AS Statistics Flashcards
Population
The whole set of items that are of interest
Census
Observes or measures every member of a population
Sample
A selection of observations taken from a subset of the population which is used to find out information about the population as a whole
Sampling frame
List of sampling units, with each unit given an identifying name or number
Advantages/disadvantages of a census
Advantages:
Completely accurate result
Disadvantages:
Time consuming, expensive, cannot be used when testing process destroys the item, hard to process large quantity of data
Sample advantages/ disadvantages
Advantages:
Less time consuming/expensive, fewer people have to respond, less data to process than in a census
Disadvantages:
Data may not be as accurate, sample may not be large enough to give data about small subgroups of the population
Sampling units
Individual units of a population
Simple random sample
Where every sample of size n has an equal chance of being selected
Systematic sampling
Required elements are chosen at regular intervals from an ordered list
Stratified sampling
Population is divided into mutually exclusive strata and a random sample is taken from each
Simple random sampling advantages/disadvantages
Advantages: free of bias, easy and cheap to implement for small samples/populations, each sampling unit has a known and equal chance of selection
Disadvantages: not suitable for large populations (time consuming, disruptive, expensive), a sampling frame is needed
Systematic sampling advantages/disadvantages
Advantages: simple and quick to use, suitable for large samples/populations
Disadvantages: a sampling frame is needed, can introduce bias if the sampling frame is not random
Stratified sampling advantages/disadvantages
Advantages: sample accurately reflects population structure, guarantees proportional representation of groups within a population.

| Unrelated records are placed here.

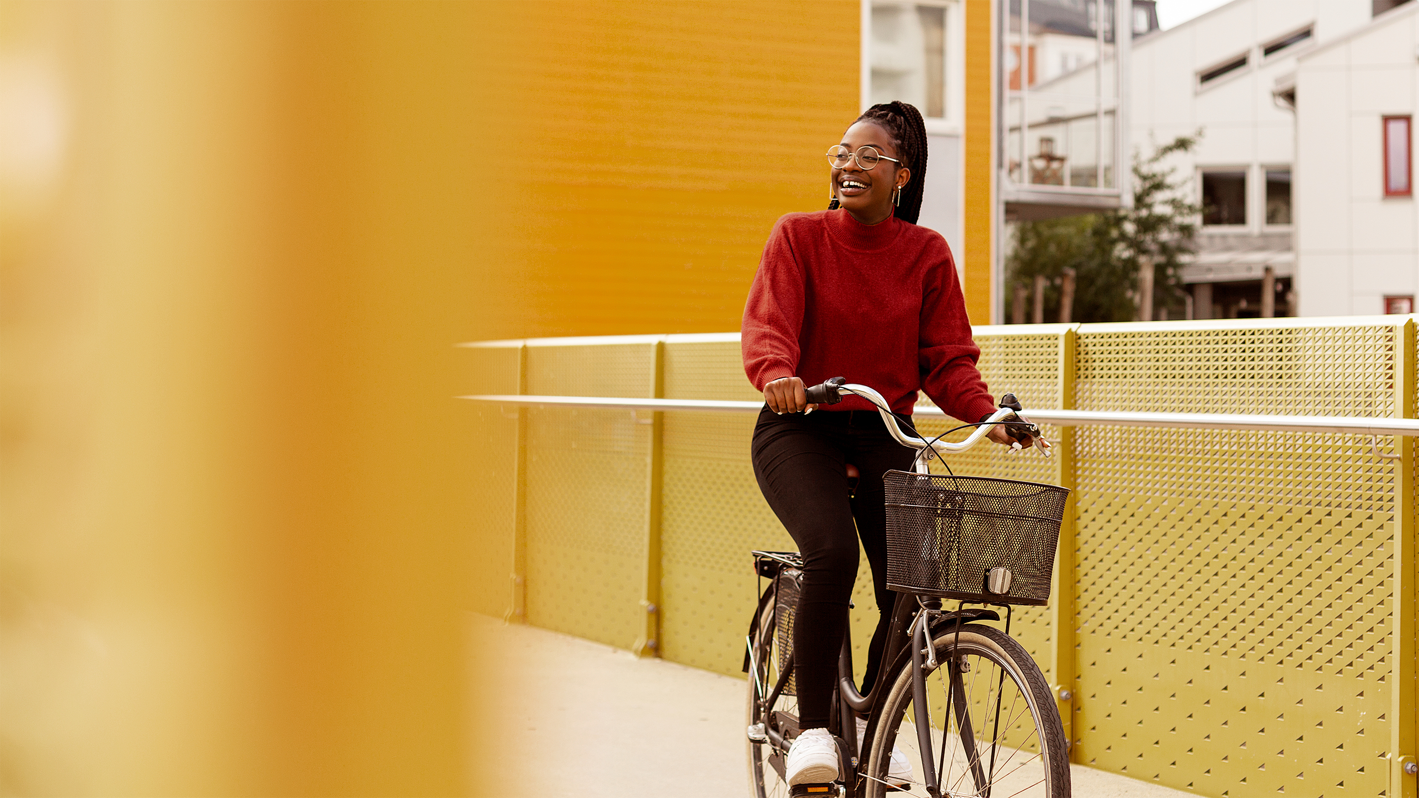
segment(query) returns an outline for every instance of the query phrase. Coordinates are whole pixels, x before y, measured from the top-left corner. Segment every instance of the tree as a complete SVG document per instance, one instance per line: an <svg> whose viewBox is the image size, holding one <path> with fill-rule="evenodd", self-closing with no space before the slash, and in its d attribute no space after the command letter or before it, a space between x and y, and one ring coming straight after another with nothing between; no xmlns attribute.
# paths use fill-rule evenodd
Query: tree
<svg viewBox="0 0 1419 798"><path fill-rule="evenodd" d="M1138 277L1145 261L1154 268L1155 314L1182 318L1183 291L1178 270L1193 251L1200 207L1182 190L1188 180L1164 159L1191 152L1202 136L1178 136L1147 159L1134 156L1134 207L1020 222L1006 261L1006 283L1032 285L1044 277L1044 318L1057 319L1066 268L1076 274L1071 321L1131 321L1138 312ZM1030 301L1030 300L1027 300ZM1027 317L1029 314L1026 314Z"/></svg>

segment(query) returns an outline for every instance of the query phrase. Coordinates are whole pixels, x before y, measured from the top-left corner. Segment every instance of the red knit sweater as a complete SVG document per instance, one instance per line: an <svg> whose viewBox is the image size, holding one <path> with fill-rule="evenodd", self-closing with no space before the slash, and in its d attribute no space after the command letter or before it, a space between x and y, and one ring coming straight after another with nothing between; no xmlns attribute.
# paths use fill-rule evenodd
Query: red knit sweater
<svg viewBox="0 0 1419 798"><path fill-rule="evenodd" d="M873 226L846 210L779 219L744 308L741 346L759 390L780 376L805 385L846 376L898 413L911 413L918 390L965 422L995 410L945 239L894 216ZM844 396L820 410L871 408Z"/></svg>

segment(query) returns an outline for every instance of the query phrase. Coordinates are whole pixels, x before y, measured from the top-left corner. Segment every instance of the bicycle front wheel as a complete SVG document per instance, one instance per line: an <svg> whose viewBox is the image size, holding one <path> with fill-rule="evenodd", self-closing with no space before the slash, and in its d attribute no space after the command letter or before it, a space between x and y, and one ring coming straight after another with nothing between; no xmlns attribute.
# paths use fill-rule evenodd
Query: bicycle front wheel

Disadvantages: population must be classified into distinct strata, selection within each stratum suffers from same disadvantages as simple random sampling
Quota sampling
an interviewer or researcher selects a sample that reflects the characteristics of the whole population
Opportunity sampling
Consists of taking the sample from people who are available at the time the study is carried out and who fit the criteria you are looking for
Quota sampling advantages/disadvantages
Advantages: allows a small sample to still be representative of the whole population, no sampling frame required, quick, easy and inexpensive, allows for easy comparison between different groups within a population
Disadvantages: non-random sampling can introduce bias, population must be divided into groups which can be costly and inaccurate, increasing scope of study increases number of groups (adding time and expense), non-responses are not recorded as such
Opportunity sampling advantages/disadvantages
Advantages: easy to carry out, inexpensive
Disadvantages: unlikely to provide a representative sample, highly dependent on individual researcher
Quantitative data/variables
variables or data associated with numerical observations
Qualitative data/variables
variables or data associated with non-numerical observations
continuous variable
a variable that can take any value in a given range
discrete variable
a variable that can take only specific values in a given range
grouped frequency table (gft)
the specific data values are not shown but are included in groups (or classes)
mid-point (gft)
average of class boundaries
Daily mean temperature units
degrees Celsius
Daily total rainfall units
mm
Amounts less than 0.05 mm are recorded as ‘tr’ or ‘trace’
Daily total sunshine
recorded to the nearest tenth of an hour
Daily mean windspeed/daily maximum gust units
knots
Daily maximum relative humidity
Given as a percentage of air saturation with water vapour.
Above 95% gives rise to misty and foggy conditions
Daily mean cloud cover units
‘okras’ (eighths of the sky covered by cloud)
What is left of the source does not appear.